Welcome to the future!

Update 18.6.2016
The prototype has been working great in Norway. Now they are setting up a farm in Scotland


Anonymous said...

Well, as a matter of fact, som people _do care_ what the ocean looks like. Oceans cover the largest part of the planets surface and they are the least known region on the planet. While it may seem that all that space is empty or desolate, the oceans are actually quite a fragile ecosystem and a crucial resource that we cannot live without.

And windmills? Did you know that windmills kill huge amounts of marine birds every year. Windmills chop up birds as effectively as a chainsaw would take care of a packet of hot dogs. Not a nice sight. In addition, it would take thousands and again thousands of windmills to even partially cover the electricity need of modern society.

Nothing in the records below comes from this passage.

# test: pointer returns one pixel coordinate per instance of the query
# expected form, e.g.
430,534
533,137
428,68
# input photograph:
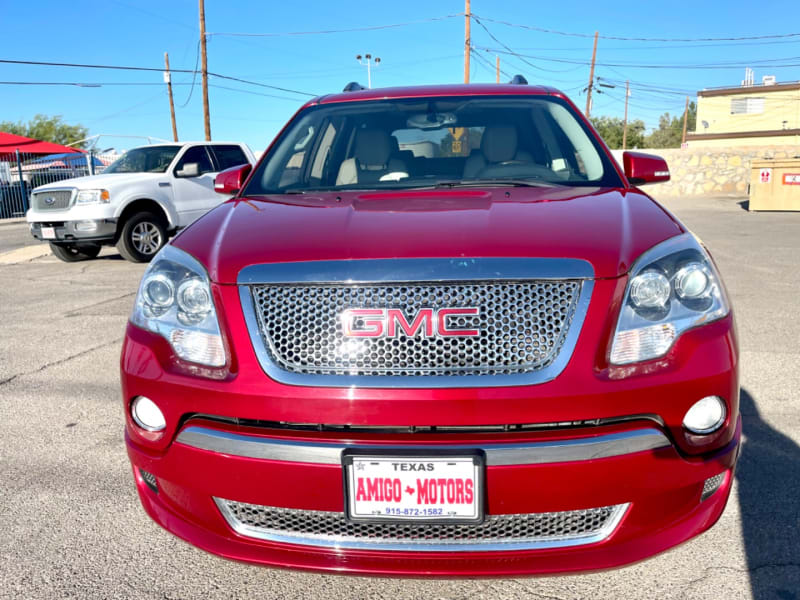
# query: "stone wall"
699,171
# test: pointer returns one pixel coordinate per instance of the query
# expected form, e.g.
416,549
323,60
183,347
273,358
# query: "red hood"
608,227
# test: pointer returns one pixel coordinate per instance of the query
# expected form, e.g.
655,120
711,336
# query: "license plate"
388,487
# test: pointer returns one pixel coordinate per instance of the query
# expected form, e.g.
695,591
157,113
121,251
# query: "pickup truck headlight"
93,197
175,301
674,287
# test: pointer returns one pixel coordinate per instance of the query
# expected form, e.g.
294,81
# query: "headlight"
673,287
93,197
175,301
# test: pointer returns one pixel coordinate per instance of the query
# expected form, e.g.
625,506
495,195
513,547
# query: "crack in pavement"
709,570
60,361
77,311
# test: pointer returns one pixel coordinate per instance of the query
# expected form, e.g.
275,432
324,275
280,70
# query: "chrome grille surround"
531,313
61,199
497,532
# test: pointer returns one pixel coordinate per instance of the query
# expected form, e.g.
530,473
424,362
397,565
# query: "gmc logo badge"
391,322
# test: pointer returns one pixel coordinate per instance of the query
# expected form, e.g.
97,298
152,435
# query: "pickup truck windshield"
152,159
430,142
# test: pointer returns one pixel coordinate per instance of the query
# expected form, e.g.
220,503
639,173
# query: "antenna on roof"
353,86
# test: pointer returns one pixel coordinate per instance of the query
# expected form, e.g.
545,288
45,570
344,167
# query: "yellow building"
750,115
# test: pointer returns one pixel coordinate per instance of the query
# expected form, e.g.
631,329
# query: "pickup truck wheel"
141,237
75,252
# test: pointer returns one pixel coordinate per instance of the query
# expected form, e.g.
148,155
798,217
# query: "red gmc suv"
436,331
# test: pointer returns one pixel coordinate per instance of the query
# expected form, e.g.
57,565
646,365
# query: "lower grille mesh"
498,532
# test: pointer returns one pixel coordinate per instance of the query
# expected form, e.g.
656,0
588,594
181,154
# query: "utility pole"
369,61
168,80
685,118
625,121
204,67
591,78
467,41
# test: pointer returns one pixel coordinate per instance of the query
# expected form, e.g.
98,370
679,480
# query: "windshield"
152,159
429,142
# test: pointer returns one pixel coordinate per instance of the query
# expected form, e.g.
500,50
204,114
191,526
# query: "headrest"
499,143
373,147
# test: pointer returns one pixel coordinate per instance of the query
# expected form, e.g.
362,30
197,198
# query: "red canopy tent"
10,143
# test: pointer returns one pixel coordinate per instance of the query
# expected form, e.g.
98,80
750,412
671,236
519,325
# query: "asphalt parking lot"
71,522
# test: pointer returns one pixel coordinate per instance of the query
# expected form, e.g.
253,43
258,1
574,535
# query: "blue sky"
131,32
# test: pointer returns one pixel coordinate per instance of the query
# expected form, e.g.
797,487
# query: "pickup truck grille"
51,199
522,326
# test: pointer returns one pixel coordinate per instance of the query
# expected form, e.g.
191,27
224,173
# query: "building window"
747,106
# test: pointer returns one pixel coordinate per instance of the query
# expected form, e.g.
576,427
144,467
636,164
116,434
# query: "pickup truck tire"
141,237
75,252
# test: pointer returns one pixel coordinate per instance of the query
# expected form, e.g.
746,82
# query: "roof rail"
353,86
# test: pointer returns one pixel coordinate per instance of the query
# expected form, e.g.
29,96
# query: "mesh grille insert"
508,531
522,327
51,200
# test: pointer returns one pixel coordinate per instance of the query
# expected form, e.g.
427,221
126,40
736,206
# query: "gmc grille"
522,327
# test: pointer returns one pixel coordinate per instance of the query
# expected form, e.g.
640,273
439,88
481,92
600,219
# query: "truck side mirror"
189,170
641,168
230,181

Which one would you rather see? A nuclear plant or 50 000 windmills?

Anonymous said...

I'd rather see efficiency and reduction of consumption. Yes it would take thousands of windmills. But it would take exactly one bad nuclear accident to kill millions and millions of creatures and irreparably harm the ecosystem. I'll be damned if you mess up the earth for generations just to run your cloths drier!

Ross said...

How would the ocean windmills even get their power to land? The deep ocean is miles from any land and then once on land then it must be wired to power plants. Doesn't seem to be a very good idea.

Blur said...

How it will be fixed down in the platform of the ocean ? How do you think you will have stability with all the currents underneath ?

Lewis said...

To the comments above to do with stability and power transport. These are SOLVED engineering problems. New offshore wind turbines are being designed that do not need to be planted to the sea bed, they are designed to be stable in wild sea conditions but are supported by shallow buoyancy aids.